Deadlines force graphic designers to act, to focus, and to create. Without a time limit, projects can quickly drag and lose momentum and the designer’s interest along the way. I find the most difficult logo projects are the ones for myself. If a client inched a job along the way I do when working on my branding, I would go nuts. Like many graphic designers, I feel limits are what drive inspiration and creative problem solving.
I recently completed both the idApostle and Processed Identity logos. While the Processed Identity logo was completed in a respectable two months, due to a deadline, the idApostle identity was kicked around, forgotten, revised, and obsessed over for almost one year.
As I worked on these two identities, two thoughts about time and my creative process came to light. I work best when time is limited in some aspects, and expanded in others. I do best when the project has a deadline and also allows time for reflection.
Limiting time sparks my creativity. Increasing time for reflection refines it. The act of putting a project aside for a few days enables me to look at it with fresh and critical eyes. After a few days away I will likely want to tweak something about the identity that I did not see before. What may seem like trivial changes, combine, resulting in a refined logo. Too often projects are rushed, and this time for reflection is squeezed out — often the first victim of a time crunch.

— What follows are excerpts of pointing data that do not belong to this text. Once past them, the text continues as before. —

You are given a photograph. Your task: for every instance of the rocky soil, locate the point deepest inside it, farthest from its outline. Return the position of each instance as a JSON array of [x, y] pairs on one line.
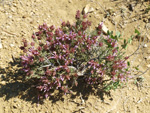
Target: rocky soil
[[20, 18]]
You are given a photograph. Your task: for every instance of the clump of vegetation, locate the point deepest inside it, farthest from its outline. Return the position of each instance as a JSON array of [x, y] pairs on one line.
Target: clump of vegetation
[[57, 57]]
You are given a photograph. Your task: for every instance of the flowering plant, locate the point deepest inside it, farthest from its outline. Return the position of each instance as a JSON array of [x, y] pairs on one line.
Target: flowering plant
[[57, 57]]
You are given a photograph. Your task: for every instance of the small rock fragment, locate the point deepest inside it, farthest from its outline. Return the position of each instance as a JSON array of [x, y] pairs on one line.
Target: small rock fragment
[[0, 44], [148, 65], [88, 9], [70, 1]]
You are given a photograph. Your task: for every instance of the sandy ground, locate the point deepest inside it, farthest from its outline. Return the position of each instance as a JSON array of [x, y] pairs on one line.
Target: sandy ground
[[20, 18]]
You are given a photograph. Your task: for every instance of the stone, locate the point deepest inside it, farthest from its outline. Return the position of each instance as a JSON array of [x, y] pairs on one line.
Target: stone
[[88, 9]]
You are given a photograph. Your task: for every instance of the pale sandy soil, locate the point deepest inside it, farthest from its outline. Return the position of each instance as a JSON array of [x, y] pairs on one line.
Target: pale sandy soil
[[20, 18]]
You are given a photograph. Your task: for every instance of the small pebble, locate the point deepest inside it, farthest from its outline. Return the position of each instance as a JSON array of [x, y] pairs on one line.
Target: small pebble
[[0, 44], [145, 46]]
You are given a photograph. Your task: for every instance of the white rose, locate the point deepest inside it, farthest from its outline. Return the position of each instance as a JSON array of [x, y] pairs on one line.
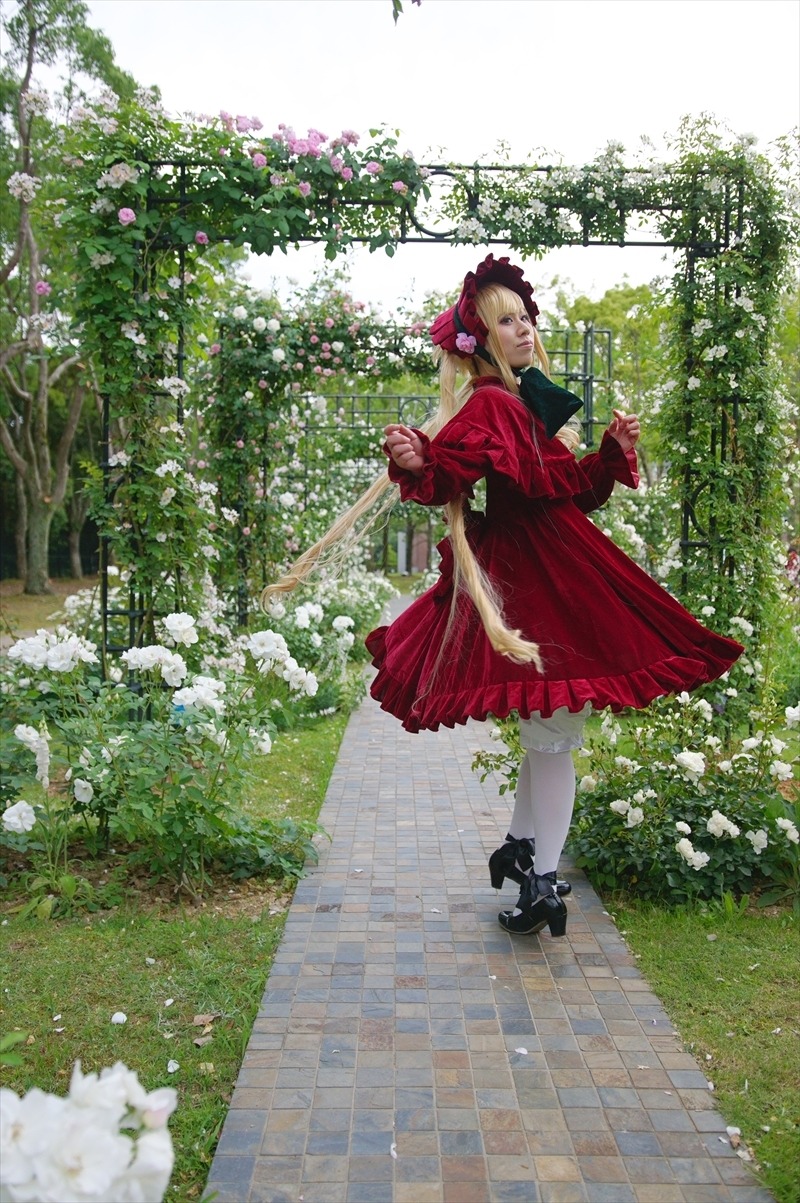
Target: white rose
[[83, 790], [759, 840], [182, 628], [692, 763], [19, 818]]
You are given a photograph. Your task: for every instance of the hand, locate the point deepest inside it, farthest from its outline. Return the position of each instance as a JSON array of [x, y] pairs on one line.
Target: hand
[[406, 448], [626, 430]]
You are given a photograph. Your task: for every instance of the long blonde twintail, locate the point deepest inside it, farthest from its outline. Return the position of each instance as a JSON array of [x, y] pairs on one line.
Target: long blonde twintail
[[469, 575], [332, 550]]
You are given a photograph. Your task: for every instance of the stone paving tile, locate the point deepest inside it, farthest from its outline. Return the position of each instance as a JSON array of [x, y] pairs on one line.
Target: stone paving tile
[[409, 1050]]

Time for reflection for both the graphic designer and client is essential in making an attempt to understand how a logo will settle into the minds of the intended audience. I suggest that while clients consider their first reaction, they also weigh how they feel about the logo a week later, as their audience will be looking at it for years. A week, or at the very least, a few days of reflection seems like time well spent to me. A small tweak to a logo is a change to every single time that logo will be seen in the future. Considering it this way can magnify the value of these changes.
The problem with reflection and a designer, however, is that most graphic designers would go on forever changing things. So the client brings that all-important creative limit, thankfully — a deadline. The balance between the two is what I will be looking for in the future.